The firewall's log may be configured so that any level of detail is recorded. If all traffic was to be logged, the log would fill up very quickly so a set of rules may be applied such that particular types of traffic or traffic originating from a particular place at certain times may be recorded. In addition, system maintenance, system errors, attempts to access blocked websites, blocked Java, ActiveX or Cookies, attacks, dropped TCP, UDP and ICMP packets and network debugging are all logged.

The log or a summary of it (top 25 users according to accessed sites and bandwidth usage by IP address or service) may be emailed to various parties on a weekly basis and should the log actually fill, there are options to shut down, overwrite the log, copy the log and start again and so on - all configurable from the Java based firewall management front end. In the event of an attack, system error or attempt to access a blocked website, emails may be sent to particular individuals and so on.

One of the advances in firewall technology is that of local caching - storing locally, on the secure side of the firewall, data that has already been retrieved from the Internet. SonicWALL supports Web Proxy Relay as it calls it and in the case where bandwidth is close to fully consumed or there is a natural delay in the retrieval of information, local caching can make a great deal of impact on the apparent performance of the firewall - there being no reason to process repeatedly the same information. Without local caching, the throughput rates are 7Mbps for the standard and DMZ models (running on a 33MHz Motorola CPU) and 80Mbps for the PRO version (running on a 233MHz RISC (Reduced Instruction Set Chip) StrongArm processor).

As an option in the SonicWALL and SonicWALL DMZ, a VPN (Virtual Private Network) is available - this being provided as standard in the SonicWALL PRO. This VPN is IPSEC compliant and is compatible with Checkpoint Software's Firewall-1 VPN along with a number of other manufacturer's VPNs. The VPN operates using 168 bit triple DES, 56 bit DES and 56 bit ARC4. The SonicWALL PRO is due to have an accelerator card for heavy VPN use which clears up the firewall's processor for firewall data processing. The VPN card gives throughput figures of: 10Mbps for 56 bit DES; 25Mbps for 56 bit ARC4; and, 4Mbps for 168 bit Triple DES.

Platforms

The SonicWALL is completely self contained and requires only 2 10Base-T connections or 3 for the DMZ and PRO models

Pricing

Opinion

Firewalls tend to be expensive investments both in terms of the initial capital outlay and the time and efforts of the IT department of the company that bought it. For smaller companies that require an Internet presence but also require a reasonable amount of security, this places them in a very difficult position. Without a presence on the Internet, they would see there competitors leave them behind but in the back of the Systems Administrator's mind is the knowledge that security by obscurity does not work so not having some sort of firewall is not an option either. With around 90% of the firewall market not catered for, Sonic Systems has started to fill a void with its SonicWALL range which starts at just under $500 providing an SMLI firewall which should give adequate protection for schools, libraries, small businesses and so on. The SonicWALL PRO is aimed at the next sector up and, well supported with features and performance, looks well placed to take on that market as well.
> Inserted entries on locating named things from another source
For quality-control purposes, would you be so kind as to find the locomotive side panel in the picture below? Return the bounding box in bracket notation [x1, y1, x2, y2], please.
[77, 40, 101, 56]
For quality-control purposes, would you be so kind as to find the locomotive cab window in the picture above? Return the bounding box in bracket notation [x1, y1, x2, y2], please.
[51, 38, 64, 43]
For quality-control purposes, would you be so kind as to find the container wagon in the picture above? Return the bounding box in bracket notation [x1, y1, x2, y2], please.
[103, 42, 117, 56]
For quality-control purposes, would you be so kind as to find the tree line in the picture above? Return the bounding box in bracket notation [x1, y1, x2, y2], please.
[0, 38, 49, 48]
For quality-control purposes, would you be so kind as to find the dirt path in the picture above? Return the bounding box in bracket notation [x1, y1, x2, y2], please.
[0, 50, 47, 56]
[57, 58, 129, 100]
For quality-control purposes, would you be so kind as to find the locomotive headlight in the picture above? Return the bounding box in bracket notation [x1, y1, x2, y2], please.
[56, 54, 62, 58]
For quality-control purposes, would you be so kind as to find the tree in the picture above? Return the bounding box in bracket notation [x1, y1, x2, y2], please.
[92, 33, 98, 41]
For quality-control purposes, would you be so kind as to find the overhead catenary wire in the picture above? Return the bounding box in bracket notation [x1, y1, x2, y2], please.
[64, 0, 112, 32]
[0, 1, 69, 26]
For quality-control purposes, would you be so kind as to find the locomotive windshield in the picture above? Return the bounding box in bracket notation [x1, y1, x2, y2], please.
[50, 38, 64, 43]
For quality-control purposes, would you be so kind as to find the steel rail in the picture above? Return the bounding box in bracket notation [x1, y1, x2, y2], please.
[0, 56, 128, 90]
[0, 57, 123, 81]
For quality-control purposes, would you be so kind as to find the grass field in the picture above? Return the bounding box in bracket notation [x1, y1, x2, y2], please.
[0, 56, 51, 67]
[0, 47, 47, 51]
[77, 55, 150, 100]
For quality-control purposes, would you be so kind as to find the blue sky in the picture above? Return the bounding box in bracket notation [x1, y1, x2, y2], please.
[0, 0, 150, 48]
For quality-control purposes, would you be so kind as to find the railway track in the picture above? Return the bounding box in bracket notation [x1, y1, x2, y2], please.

In addition to this, the fact that the VPN that goes with it as an option in the SonicWALL and SonicWALL DMZ models and as an integral part of the SonicWALL PRO version is compatible with that of Checkpoint Software's Firewall-1 and so on. With this in mind, where a company has a Firewall-1 protecting its main investments, its branch offices and even on the road sales force are able to set up secure VPN based communications with access to internal resources using the SonicWALL firewalls to communicate with the Firewall-1.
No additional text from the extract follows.